LogGuideWiki

/var/log is a strange and largely unexplored place full of strange creatures with cryptic names like dmesg, kern.log or syslog. Strangers in this place are sometimes greeted with utterances like RIP: 0010:nl80211_send_chandef+0x142/0x160 [cfg80211]. Should they be worried or is this just kern.log‘s way of saying ‘hello’?

LogGuideWiki is a friendly guide to the strange lands of /var/log that helps the traveler make sense of what is going on. It draws its knowledge from a wiki-style guidebook to the languages spoken in these parts.

Supervisors

Artefact(s)

The aim of the project is to develop the component parts of LogGuideWiki:

  • a wiki-style repository of information about log file entries, their constituent parts and meanings. This could be an adaptation of an existing Wiki system, preferably one that supports version control with Git.
  • a tool that interprets the log file entries found on a (Linux) system and displays information to the user that allows them to interpret the entry and seek more information. This could be a simple command-line tool, a terminal-based tool (ncurses, curses, lanterna?) or something with a web interface.

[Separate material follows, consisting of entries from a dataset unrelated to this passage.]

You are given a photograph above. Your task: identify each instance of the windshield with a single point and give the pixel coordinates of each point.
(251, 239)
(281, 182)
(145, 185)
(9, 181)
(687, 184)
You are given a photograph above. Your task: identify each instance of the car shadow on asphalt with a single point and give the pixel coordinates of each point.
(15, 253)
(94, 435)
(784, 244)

The basic system might use a set of regular expressions to match log file entries and should allow the results of the matching to be used in the user output. It should collect statistics about the frequency of particular entries, allow users to look at similar entries, etc.

It might also be useful to include a machine learning component that identifies new types of entries that might be important as they indicate a security problem or another problem with the system. Also, it will be very inefficient to try each regular expression against each possible log entry, so might be a good idea to develop heuristics to prioritise expressions to try, e.g., based on prefixes that are easily matched.

The system can be written in any language but I would prefer these: Python, Java, JavaScript, Julia (am keen to learn and it should be possible to compile to a binary using PackageCompiler).

 

Background

There are a lot of blog posts and web pages that tell you how to access the logs and what types of log files exist. An example is this one from Ubuntu. However, there does not seem to be much on what the contents of the log files mean, so interpreting any one of them seems to be mainly a quest to find a useful entry somewhere using one's favourite search engine. It might be neccessary to study the Linux kernel sources and to read widely on StackOverflow to build some initial entries for the guide. However, this is not the main aim of the project, which is about building the tools to allow a guide to be created by the community and the tool for using it on a system.

One thing that would be of use is good a good command of regular expressions. Log entries often span multiple lines, so regular expressions will likely be more complicated than what you might have used before. To use some of the content of a log file entry, the use of capture groups will also be important.